# Step 4: Data Preprocessing

This step performs basic data cleaning and feature pruning based on EDA insights.
No encoding or feature engineering is applied at this stage.
The output retains raw, human-readable categorical features.


In [1]:
#Load data
import pandas as pd

df = pd.read_csv("../data/raw/vehicle_claim_fraud.csv")
df.shape


(15420, 33)

### Feature Removal

The following features were removed due to low predictive value, high sparsity, or risk of data leakage:
- Identifier columns
- Rare or weak categorical attributes
- Low-signal temporal features

This reduces noise and improves model generalization.


In [2]:
# Drop Confirmed Low-Value / Leakage Features
drop_features = [
    # Identifiers
    'PolicyNumber', 'RepNumber',

    # Removed after EDA
    'WitnessPresent', 'PoliceReportFiled', 'NumberOfCars',

    # Weak temporal features
    'DayOfWeek', 'Month', 'WeekOfMonth', 'WeekOfMonthClaimed',
    'Year'
]

df = df.drop(columns=drop_features)
df.shape

(15420, 23)

----------------------

### Rare Category Handling

Categories with very low frequency were grouped into an "Other" category to improve feature stability and reduce overfitting risk.


In [None]:
# categorical_cols = X.select_dtypes(include='object').columns

# def handle_rare_categories(df, col, threshold=0.01):
#     freq = df[col].value_counts(normalize=True)
#     rare_labels = freq[freq < threshold].index
#     df[col] = df[col].replace(rare_labels, 'Other')
#     return df

# for col in categorical_cols:
#     X = handle_rare_categories(X, col)


In [None]:
#Encode Categorical Features
# Encoding Strategy
# Nominal features → One-Hot Encoding

# Ordinal / ordered features → Label Encoding

# from sklearn.preprocessing import OneHotEncoder

# X_encoded = pd.get_dummies(X, drop_first=True)

# X_encoded.shape


(15420, 73)

### Numerical Features

Numerical features were retained in their original scale, as tree-based models do not require feature scaling.


In [None]:
# # Final sanity checks
# X_encoded.isnull().sum().sum(), X_encoded.shape


(np.int64(0), (15420, 73))

In [None]:
# # Save processed Data Set

# processed_df = pd.concat([X_encoded, y], axis=1)

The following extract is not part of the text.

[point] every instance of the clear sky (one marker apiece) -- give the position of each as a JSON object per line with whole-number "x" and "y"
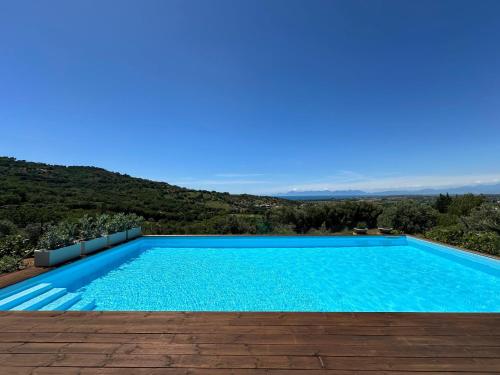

# processed_df.to_csv("../data/processed/cleaned_data.csv", index=False)

# processed_df.shape


(15420, 74)

---------------------------------

### Save processed Data Set

In [3]:
df.to_csv("../data/processed/cleaned_raw_features.csv", index=False)


## Step 4 Summary

- Removed low-value, sparse, and leakage-prone features
-